周囲も天井も竹の柱で囲まれた鳥籠のような部屋で、広さは奥行6.6m、間口4.6m、横に寝ることも身動きさえ自由にはできなかったと伝えられます。
2名牢死、スピラノ神父ら25名は元和8年9月長崎へ護送され、翌10日西坂において、フランコ神父ら8名は12日放虎原(ほうこばる)で殉教しました。 -
胴塚跡MAP
桜馬場の国道添いの西側に胴塚跡があり、131人の胴体は2カ所に穴を掘り埋めたと伝えられています。
150m南に青銅の祈りの像が建っています。 -
首塚跡MAP
胴塚より北方約500m離れた榎の根元に殉教者131人の首を埋めたと伝えられています。

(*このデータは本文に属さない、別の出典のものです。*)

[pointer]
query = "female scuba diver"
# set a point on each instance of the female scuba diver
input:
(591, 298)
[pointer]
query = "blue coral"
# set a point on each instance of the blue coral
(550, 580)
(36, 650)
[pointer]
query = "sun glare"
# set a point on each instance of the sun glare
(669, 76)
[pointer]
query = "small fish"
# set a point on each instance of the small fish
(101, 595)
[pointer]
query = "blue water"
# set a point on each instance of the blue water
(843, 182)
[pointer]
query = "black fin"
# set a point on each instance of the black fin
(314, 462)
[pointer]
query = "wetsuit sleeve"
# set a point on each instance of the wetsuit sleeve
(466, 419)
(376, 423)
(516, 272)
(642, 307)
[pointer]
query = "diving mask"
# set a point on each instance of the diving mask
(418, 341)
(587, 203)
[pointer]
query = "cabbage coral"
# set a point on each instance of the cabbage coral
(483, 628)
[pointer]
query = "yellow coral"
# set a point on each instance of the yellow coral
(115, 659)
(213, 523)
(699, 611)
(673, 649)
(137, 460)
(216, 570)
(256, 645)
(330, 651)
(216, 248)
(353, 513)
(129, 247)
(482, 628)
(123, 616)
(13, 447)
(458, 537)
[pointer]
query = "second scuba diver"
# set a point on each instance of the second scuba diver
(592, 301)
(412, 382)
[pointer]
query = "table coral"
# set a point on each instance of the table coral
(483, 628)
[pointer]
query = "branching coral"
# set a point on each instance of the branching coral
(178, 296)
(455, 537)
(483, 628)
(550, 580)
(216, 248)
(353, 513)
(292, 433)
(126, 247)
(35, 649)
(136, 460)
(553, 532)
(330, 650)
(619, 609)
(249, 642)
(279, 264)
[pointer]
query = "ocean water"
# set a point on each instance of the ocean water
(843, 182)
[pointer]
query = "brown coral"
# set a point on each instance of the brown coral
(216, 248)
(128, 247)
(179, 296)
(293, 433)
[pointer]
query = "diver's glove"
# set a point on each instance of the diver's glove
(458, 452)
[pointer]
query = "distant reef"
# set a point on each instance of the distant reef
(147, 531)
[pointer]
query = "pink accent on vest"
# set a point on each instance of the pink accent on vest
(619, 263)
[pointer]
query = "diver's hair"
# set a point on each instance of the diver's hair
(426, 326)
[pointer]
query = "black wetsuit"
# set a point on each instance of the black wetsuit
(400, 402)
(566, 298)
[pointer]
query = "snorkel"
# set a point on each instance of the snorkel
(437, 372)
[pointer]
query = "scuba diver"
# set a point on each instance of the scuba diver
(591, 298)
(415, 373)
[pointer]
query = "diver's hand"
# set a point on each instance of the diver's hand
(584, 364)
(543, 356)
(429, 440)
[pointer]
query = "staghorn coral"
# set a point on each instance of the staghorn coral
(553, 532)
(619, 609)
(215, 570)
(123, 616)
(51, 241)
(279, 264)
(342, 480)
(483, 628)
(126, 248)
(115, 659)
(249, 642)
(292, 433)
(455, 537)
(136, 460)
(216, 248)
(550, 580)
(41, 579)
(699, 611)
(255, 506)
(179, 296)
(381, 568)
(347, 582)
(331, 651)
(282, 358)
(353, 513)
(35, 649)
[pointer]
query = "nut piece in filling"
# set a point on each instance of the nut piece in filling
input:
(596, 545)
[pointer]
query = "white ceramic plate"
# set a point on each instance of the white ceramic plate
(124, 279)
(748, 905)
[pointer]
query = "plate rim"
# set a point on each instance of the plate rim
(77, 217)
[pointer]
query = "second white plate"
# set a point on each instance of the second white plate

首と胴を別々に埋めたのは、キリシタンの妖術で連ながるのを恐れたためといわれます。
今は何代目かの榎のそばに立派な殉教顕彰碑が建てられています。 -
獄門所跡MAP
郡崩れの際、処刑された131人の首を塩づけにして、ここで20日間晒(さらし)首にし、世人へのみせしめとしました。
今は白亜の無原罪の聖母像が建てられ、遠い昔の殉教者たちの霊をやさしく慰めています。 -
今富のキリシタン墓碑(県指定史跡)MAP
大村家の家臣の墓と伝えられるキリシタン墓碑、後にキリシタンを偽装するために底面を正面に直立させ、仏式のように見せています。キリシタン墓碑としてはわが国でも最も古いようで、またかまぼこ型の起立墓碑は全国でも珍しいといわれています。
-
妻子別れの石MAP
受刑者たちは、ここで妻子と水盃を交して最後の別れを告げ、殉教地(斬罪所)へひかれていきました。
現在別れの石数個が残っており、俗に「涙石」とも呼ばれ今でも苔が生えないと伝えられています。